Gut, Juliette, heute Nacht will ich bey dir ligen – – Laß sehen, wie machen wir das? Wie schnell findet Unheil den Eingang in ein verzweifelndes Gemüth! – – Ich erinnre mich eines Apothekers, der hier irgend wohnt, und den ich lezthin in einem zerlumpten Kittel, mit überhangenden Augbrauen, Kräuter suchend fand. Ich faßte den Mann ins Auge; seine Blike sahen mager und verhungert aus, Kummer und Elend schien ihn bis auf die Knochen abgenuzt zu haben; in seiner armseligen Bude hieng eine Schildkröte, ein ausgestopfter Alligator, und ein paar andre Häute von mißgeschaffnen Fischen; und rings um auf dem Gestelle stuhnd ein bettelhaftes Gepränge von leeren Büchsen, grünen irdnen Töpfen, Blasen, muffigen Saamen, Resten von Pakfaden, und alte Rosen-Kuchen dünn genug zerstreut, damit es doch etwas gleich sehen sollte. In dem Augenblik da mir dieser armselige Zustand in die Augen fiel, dacht’ ich bey mir selbst, wenn izt einer Gift brauchte, dessen Verkauff in Mantua ohne Gnad’ am Leben gestraft wird, so lebt hier ein armseliger Tropf, der ihm’s zu kauffen gäbe. O! dieser Gedanke war eine Ahnung, daß ich diesen Mann bald selber nöthig haben würde. So viel ich mich erinnere, sollte diß das Haus seyn; weil heut ein Feyertag ist, so ist des Bettlers Bude geschlossen. Holla! he! Apotheker.
Der Apotheker kommt heraus.

Apotheker.
Wer ruft so laut?

Romeo.
Komm hervor, Mann!
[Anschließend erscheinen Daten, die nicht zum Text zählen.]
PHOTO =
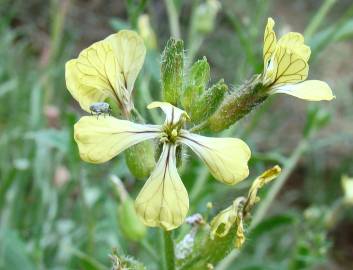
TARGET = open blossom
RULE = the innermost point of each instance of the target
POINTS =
(163, 201)
(107, 69)
(286, 67)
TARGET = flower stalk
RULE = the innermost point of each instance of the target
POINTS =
(168, 248)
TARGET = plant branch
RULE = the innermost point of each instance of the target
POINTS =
(168, 247)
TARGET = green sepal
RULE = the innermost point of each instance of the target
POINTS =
(140, 159)
(196, 84)
(208, 102)
(172, 71)
(130, 224)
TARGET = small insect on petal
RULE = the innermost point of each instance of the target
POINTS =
(99, 108)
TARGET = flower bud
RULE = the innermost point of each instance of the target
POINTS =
(196, 84)
(208, 102)
(238, 104)
(172, 70)
(140, 159)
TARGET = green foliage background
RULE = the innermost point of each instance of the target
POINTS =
(57, 212)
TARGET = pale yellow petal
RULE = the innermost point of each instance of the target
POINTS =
(312, 90)
(269, 41)
(226, 158)
(130, 51)
(99, 140)
(103, 70)
(163, 201)
(173, 114)
(84, 87)
(295, 42)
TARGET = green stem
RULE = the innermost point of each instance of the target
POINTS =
(173, 18)
(150, 250)
(168, 246)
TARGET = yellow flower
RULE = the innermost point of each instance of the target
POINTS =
(163, 201)
(347, 186)
(286, 67)
(107, 69)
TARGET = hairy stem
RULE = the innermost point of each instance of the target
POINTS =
(173, 18)
(168, 247)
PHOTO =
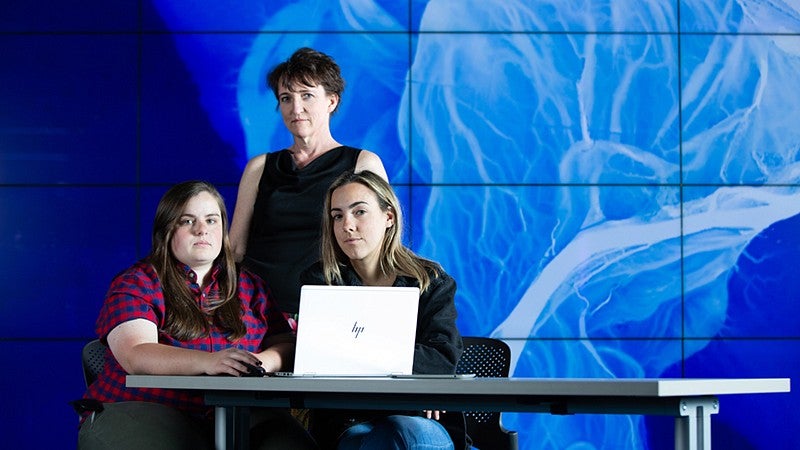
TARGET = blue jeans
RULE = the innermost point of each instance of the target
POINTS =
(397, 433)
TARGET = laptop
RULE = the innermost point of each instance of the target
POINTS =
(356, 331)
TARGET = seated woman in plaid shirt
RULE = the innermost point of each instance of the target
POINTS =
(186, 309)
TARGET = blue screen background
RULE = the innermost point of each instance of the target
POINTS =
(613, 184)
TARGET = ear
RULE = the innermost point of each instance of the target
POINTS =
(333, 102)
(389, 219)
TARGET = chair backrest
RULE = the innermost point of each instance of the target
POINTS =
(93, 358)
(487, 357)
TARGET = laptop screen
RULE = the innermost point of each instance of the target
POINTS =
(356, 330)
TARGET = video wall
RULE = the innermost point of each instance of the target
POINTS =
(613, 184)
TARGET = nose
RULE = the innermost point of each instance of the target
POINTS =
(348, 224)
(200, 228)
(297, 106)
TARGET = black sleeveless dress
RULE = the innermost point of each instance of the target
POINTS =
(287, 217)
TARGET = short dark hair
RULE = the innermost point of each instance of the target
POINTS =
(308, 67)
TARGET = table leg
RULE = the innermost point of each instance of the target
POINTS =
(693, 424)
(220, 431)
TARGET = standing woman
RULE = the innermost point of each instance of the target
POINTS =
(186, 309)
(362, 245)
(276, 223)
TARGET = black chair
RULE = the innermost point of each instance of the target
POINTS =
(93, 358)
(487, 357)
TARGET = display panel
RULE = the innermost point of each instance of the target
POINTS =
(614, 198)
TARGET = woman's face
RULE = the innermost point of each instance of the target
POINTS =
(197, 240)
(359, 224)
(306, 110)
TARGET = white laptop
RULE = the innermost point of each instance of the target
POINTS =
(356, 331)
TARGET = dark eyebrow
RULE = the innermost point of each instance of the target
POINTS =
(351, 206)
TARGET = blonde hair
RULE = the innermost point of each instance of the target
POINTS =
(395, 258)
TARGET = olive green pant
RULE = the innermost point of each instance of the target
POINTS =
(153, 426)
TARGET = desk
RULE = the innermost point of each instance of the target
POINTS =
(690, 401)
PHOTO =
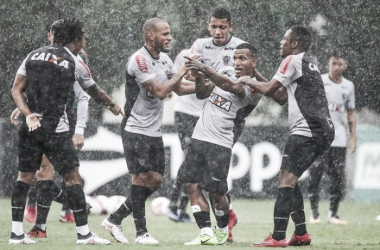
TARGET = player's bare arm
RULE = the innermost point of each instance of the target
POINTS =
(160, 91)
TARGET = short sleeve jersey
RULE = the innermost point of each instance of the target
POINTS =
(340, 97)
(143, 111)
(51, 72)
(307, 103)
(220, 112)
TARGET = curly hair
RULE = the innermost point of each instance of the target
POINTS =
(68, 30)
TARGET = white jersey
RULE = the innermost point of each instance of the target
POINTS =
(143, 111)
(188, 104)
(340, 97)
(220, 112)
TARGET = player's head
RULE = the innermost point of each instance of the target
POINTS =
(52, 30)
(337, 63)
(220, 26)
(245, 59)
(297, 39)
(157, 34)
(68, 31)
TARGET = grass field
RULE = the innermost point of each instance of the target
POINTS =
(254, 224)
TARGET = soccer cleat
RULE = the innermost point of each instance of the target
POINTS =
(336, 221)
(20, 240)
(296, 240)
(36, 232)
(185, 218)
(316, 220)
(221, 236)
(146, 239)
(270, 242)
(68, 218)
(92, 239)
(203, 239)
(115, 230)
(232, 222)
(30, 214)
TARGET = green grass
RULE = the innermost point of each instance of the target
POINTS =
(254, 224)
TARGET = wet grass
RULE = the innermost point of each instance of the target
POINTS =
(255, 223)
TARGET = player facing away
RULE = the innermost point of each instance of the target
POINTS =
(340, 93)
(207, 162)
(150, 78)
(42, 90)
(312, 131)
(217, 52)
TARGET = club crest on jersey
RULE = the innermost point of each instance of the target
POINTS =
(141, 63)
(220, 101)
(284, 65)
(226, 60)
(49, 57)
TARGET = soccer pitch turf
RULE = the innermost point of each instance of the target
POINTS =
(254, 224)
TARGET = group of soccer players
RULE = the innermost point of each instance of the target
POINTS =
(221, 70)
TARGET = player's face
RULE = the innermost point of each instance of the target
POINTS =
(162, 37)
(220, 30)
(286, 45)
(244, 63)
(337, 66)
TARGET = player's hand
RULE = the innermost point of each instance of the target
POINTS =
(116, 110)
(78, 141)
(33, 121)
(14, 116)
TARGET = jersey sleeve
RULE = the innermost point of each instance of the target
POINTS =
(140, 68)
(286, 73)
(83, 75)
(350, 103)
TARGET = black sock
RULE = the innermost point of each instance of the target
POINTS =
(138, 197)
(282, 210)
(77, 203)
(18, 200)
(46, 191)
(32, 197)
(222, 221)
(298, 214)
(334, 205)
(122, 212)
(203, 219)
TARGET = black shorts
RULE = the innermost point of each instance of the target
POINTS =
(206, 164)
(143, 153)
(58, 148)
(301, 151)
(185, 125)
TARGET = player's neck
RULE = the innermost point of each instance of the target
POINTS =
(335, 78)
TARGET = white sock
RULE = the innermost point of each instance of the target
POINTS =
(17, 228)
(208, 231)
(83, 230)
(224, 229)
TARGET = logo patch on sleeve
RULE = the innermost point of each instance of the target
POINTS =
(141, 62)
(284, 65)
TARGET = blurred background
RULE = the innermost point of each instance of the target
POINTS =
(114, 33)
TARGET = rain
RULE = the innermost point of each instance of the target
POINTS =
(113, 31)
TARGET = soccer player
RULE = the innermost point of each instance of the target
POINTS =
(46, 173)
(208, 159)
(187, 111)
(217, 52)
(150, 78)
(42, 90)
(312, 131)
(340, 95)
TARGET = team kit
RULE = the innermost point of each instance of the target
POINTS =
(218, 87)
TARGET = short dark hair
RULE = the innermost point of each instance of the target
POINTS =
(302, 35)
(70, 30)
(221, 13)
(252, 49)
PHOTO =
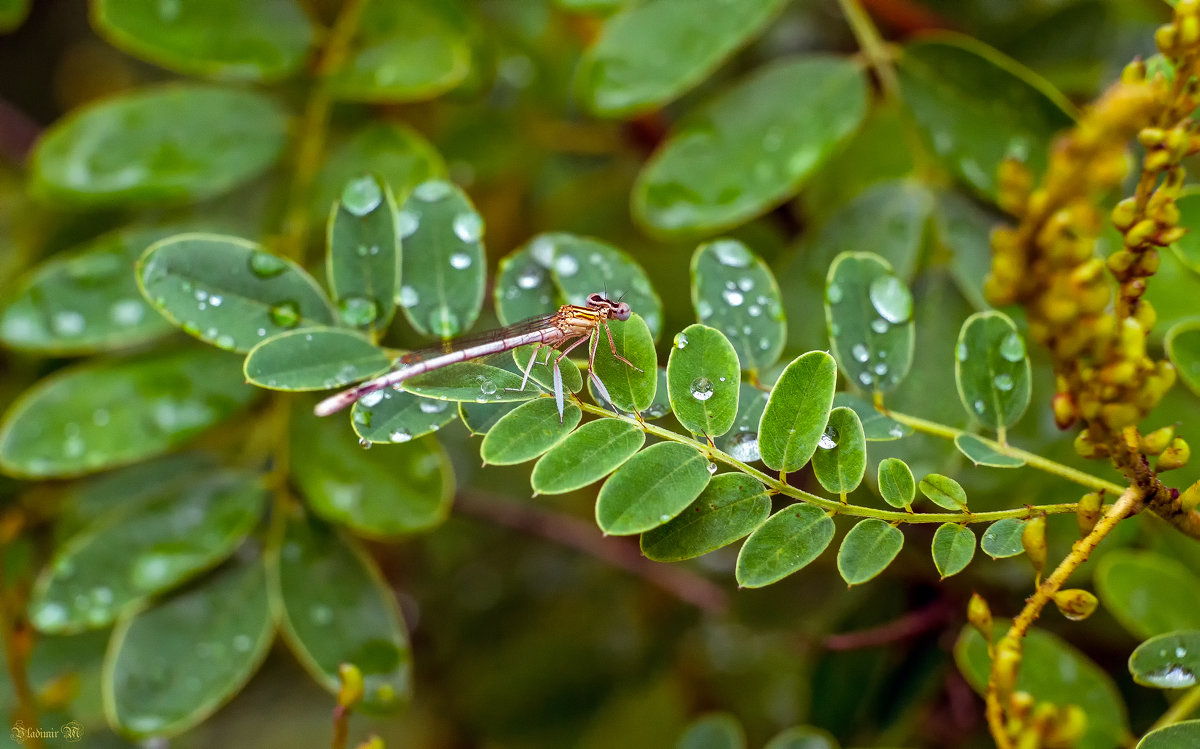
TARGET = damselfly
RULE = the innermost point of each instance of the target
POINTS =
(568, 328)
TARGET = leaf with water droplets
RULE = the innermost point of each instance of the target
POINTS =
(139, 552)
(405, 52)
(651, 489)
(587, 455)
(179, 142)
(87, 300)
(171, 666)
(941, 78)
(868, 550)
(629, 388)
(993, 370)
(335, 607)
(750, 148)
(953, 549)
(112, 412)
(257, 41)
(385, 492)
(790, 540)
(732, 505)
(363, 262)
(649, 54)
(442, 262)
(840, 467)
(229, 292)
(528, 431)
(869, 318)
(733, 291)
(797, 412)
(983, 454)
(313, 359)
(703, 379)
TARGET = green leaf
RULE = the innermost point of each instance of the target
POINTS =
(313, 359)
(395, 153)
(869, 315)
(528, 431)
(941, 78)
(1147, 593)
(1054, 671)
(363, 262)
(651, 53)
(391, 491)
(703, 378)
(983, 454)
(336, 607)
(868, 549)
(732, 505)
(840, 467)
(651, 489)
(144, 550)
(787, 541)
(713, 731)
(943, 491)
(168, 143)
(228, 291)
(1003, 538)
(953, 549)
(173, 665)
(1186, 733)
(112, 412)
(897, 485)
(223, 39)
(405, 52)
(390, 415)
(876, 427)
(1168, 661)
(733, 291)
(751, 148)
(991, 370)
(1182, 345)
(442, 264)
(797, 412)
(87, 300)
(587, 455)
(629, 388)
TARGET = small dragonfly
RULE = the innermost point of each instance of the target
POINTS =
(569, 328)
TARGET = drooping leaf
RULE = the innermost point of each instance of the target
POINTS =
(703, 379)
(750, 148)
(651, 489)
(337, 609)
(149, 549)
(797, 412)
(787, 541)
(168, 143)
(113, 412)
(587, 455)
(869, 315)
(172, 665)
(868, 550)
(229, 292)
(731, 505)
(442, 263)
(733, 291)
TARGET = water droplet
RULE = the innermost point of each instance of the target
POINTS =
(891, 299)
(286, 315)
(702, 389)
(361, 196)
(468, 227)
(1012, 347)
(432, 191)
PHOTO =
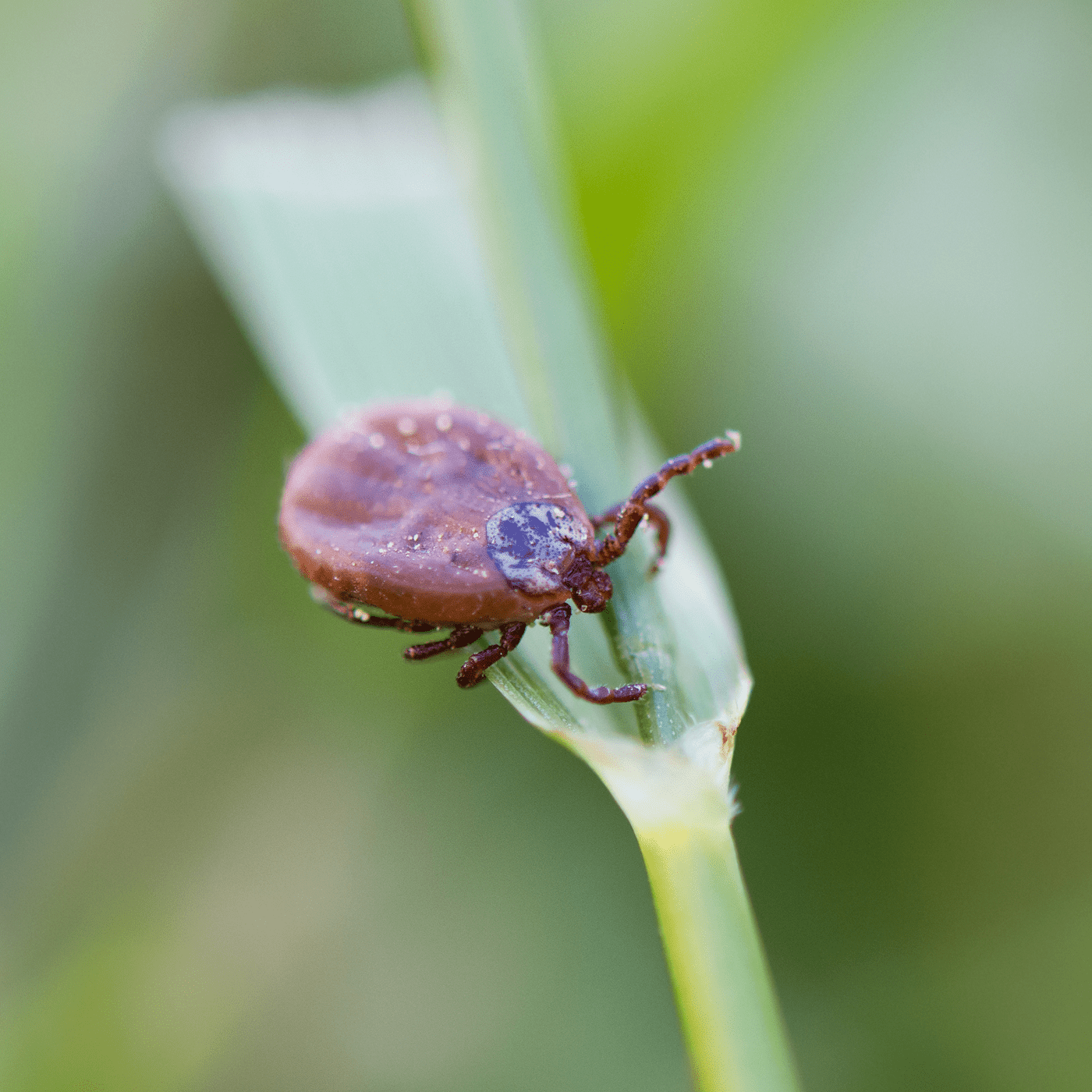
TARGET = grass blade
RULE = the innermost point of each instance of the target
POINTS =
(340, 229)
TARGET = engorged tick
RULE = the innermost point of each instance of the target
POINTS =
(493, 535)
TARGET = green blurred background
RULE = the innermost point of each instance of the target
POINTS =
(243, 846)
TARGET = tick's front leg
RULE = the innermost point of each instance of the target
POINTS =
(458, 639)
(628, 516)
(474, 669)
(655, 516)
(558, 622)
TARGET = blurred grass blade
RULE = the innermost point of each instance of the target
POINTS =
(340, 231)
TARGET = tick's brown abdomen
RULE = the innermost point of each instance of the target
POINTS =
(389, 509)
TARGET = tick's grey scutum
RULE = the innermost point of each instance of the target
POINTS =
(531, 543)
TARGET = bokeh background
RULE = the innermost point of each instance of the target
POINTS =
(243, 846)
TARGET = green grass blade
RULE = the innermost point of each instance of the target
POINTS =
(341, 231)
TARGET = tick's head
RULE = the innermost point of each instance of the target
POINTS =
(591, 587)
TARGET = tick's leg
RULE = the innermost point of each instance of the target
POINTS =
(658, 520)
(630, 512)
(474, 669)
(360, 617)
(458, 639)
(558, 622)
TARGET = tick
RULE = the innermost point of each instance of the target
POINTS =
(444, 518)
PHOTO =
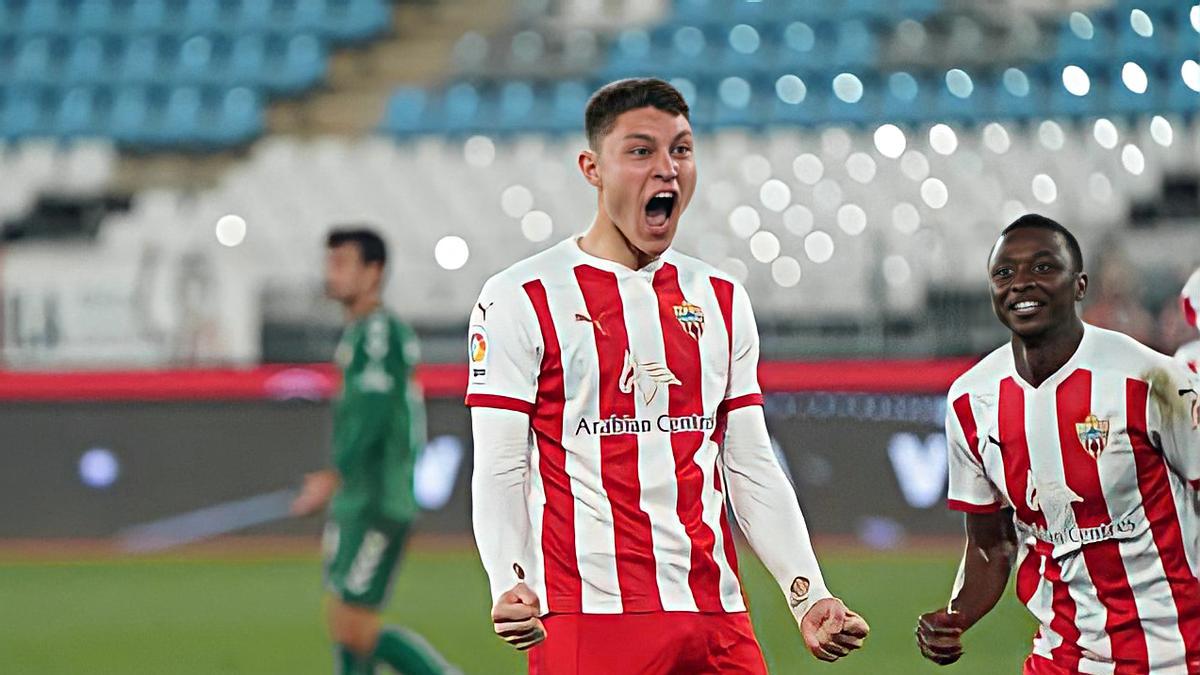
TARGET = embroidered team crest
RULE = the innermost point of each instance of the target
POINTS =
(691, 318)
(1093, 435)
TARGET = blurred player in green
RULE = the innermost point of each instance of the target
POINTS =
(378, 430)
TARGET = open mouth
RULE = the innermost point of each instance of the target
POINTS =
(1026, 308)
(659, 208)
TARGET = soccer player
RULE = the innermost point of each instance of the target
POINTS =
(615, 404)
(378, 430)
(1189, 353)
(1073, 449)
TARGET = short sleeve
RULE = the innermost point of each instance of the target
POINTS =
(503, 350)
(1169, 419)
(970, 489)
(743, 389)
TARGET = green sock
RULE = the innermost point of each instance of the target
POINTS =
(408, 653)
(348, 663)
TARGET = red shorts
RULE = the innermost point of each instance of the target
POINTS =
(678, 643)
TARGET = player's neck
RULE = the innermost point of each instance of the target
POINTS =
(605, 240)
(1038, 358)
(361, 306)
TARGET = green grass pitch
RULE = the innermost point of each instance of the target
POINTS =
(262, 616)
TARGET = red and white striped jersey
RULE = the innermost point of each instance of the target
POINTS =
(1099, 464)
(627, 376)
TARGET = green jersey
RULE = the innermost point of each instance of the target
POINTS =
(378, 422)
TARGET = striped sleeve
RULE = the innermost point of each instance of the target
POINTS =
(503, 350)
(970, 489)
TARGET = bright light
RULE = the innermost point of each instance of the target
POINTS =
(889, 141)
(791, 89)
(451, 252)
(744, 39)
(861, 167)
(808, 168)
(798, 220)
(479, 151)
(1081, 25)
(1191, 72)
(942, 139)
(744, 221)
(1012, 210)
(1099, 186)
(905, 217)
(231, 230)
(827, 195)
(852, 219)
(1044, 189)
(1075, 79)
(516, 201)
(735, 268)
(915, 165)
(735, 91)
(786, 272)
(934, 192)
(1133, 160)
(1141, 24)
(755, 169)
(537, 226)
(1017, 82)
(995, 137)
(765, 246)
(775, 195)
(1134, 78)
(959, 83)
(1161, 131)
(847, 88)
(99, 467)
(819, 246)
(897, 270)
(1105, 133)
(1051, 136)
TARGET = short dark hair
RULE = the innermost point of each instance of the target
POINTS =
(1038, 221)
(370, 244)
(616, 97)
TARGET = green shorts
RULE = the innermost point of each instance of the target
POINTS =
(360, 560)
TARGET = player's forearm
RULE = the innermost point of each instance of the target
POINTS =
(766, 508)
(499, 509)
(987, 565)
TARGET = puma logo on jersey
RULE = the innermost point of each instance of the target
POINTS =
(595, 322)
(646, 377)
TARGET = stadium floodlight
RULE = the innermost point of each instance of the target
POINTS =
(1075, 79)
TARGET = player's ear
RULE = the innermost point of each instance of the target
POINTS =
(589, 168)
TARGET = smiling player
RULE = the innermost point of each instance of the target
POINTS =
(615, 402)
(1073, 449)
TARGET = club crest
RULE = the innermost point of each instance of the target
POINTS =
(1093, 435)
(691, 318)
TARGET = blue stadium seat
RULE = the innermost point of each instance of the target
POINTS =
(93, 17)
(407, 112)
(34, 61)
(148, 16)
(77, 113)
(129, 120)
(87, 63)
(203, 16)
(247, 60)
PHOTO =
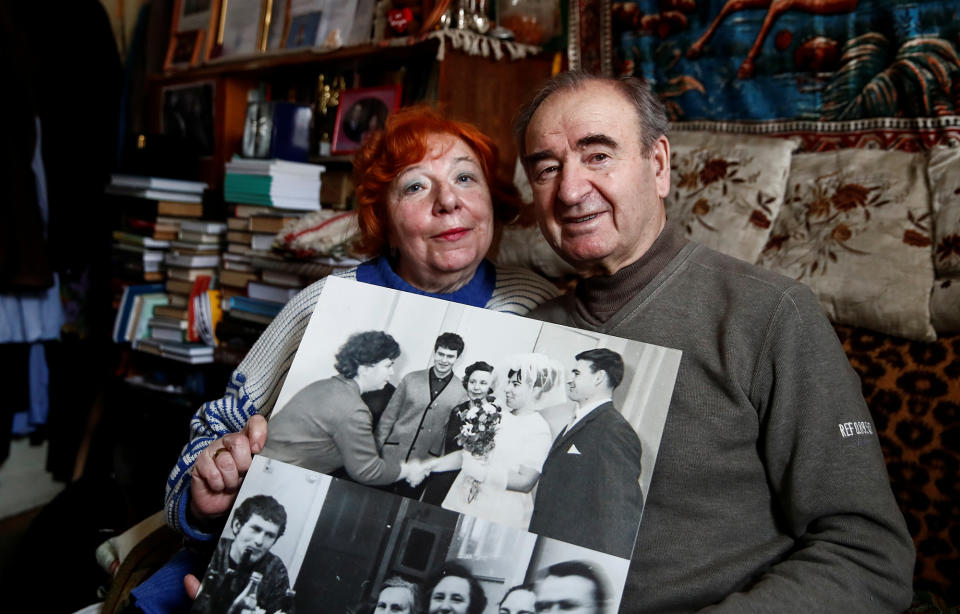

Ich sehe, du bist arm; sieh, da sind vierzig Ducaten, gieb mir eine Drachme Gift davor, von so schneller Würkung, daß es sich in einem Augenblik durch alle Adern verbreite, und der Lebens-überdrüssige, der es einnimmt, so plözlich und mit solcher Gewalt des Athemholens entladen werde, als das unaufhaltsame Pulver, sobald es sich entzündet, aus dem fatalen Bauch einer Canone losbricht.

Apotheker.
Dergleichen tödtliche Präparata hab’ ich; aber das Gesez ist Tod für den, welcher sie hergiebt.

Romeo.
Bist du so nakend und mit Elend beladen, und fürchtest den Tod? Hunger sizt auf deinen Wangen, Mangel und Kummer schauen aus deinen holen Augen hervor, Verachtung und Betteley hangen auf deinem Rüken, und du fürchtest den Tod? Die Welt ist nicht dein Freund, und ihr Gesez auch nicht; die Welt giebt kein Gesez dich reich zu machen; sey also klüger, brich es, und nimm mein Gold.

Apotheker.
Meine Dürftigkeit williget ein, nicht mein Wille.

Romeo.
Auch bezahl’ ich nicht deinen Willen, sondern deine Dürftigkeit.

Apotheker.
Gießt dieses in was für einen Liquor ihr wollt, und trinkt es aus; und wenn ihr die Stärke von zwanzig Männern hättet, so wird es euch in die andre Welt schiken.

Romeo.
Hier ist dein Gold; ein schädlichers Gift für die Seelen der Menschen, und welches mehr Mordthaten in dieser heillosen Welt verursacht, als diese arme Quaksalbereyen, die du nicht verkauffen kanst: Ich habe dir Gift verkauft, nicht du mir – – fahre wohl, kauf dir zu essen, und mach, daß du zu Fleisch kommst – – Komm, Herz-Stärkung, nicht Gift; komm mit mir, wo ich dich brauche, zu Juliettens Grab.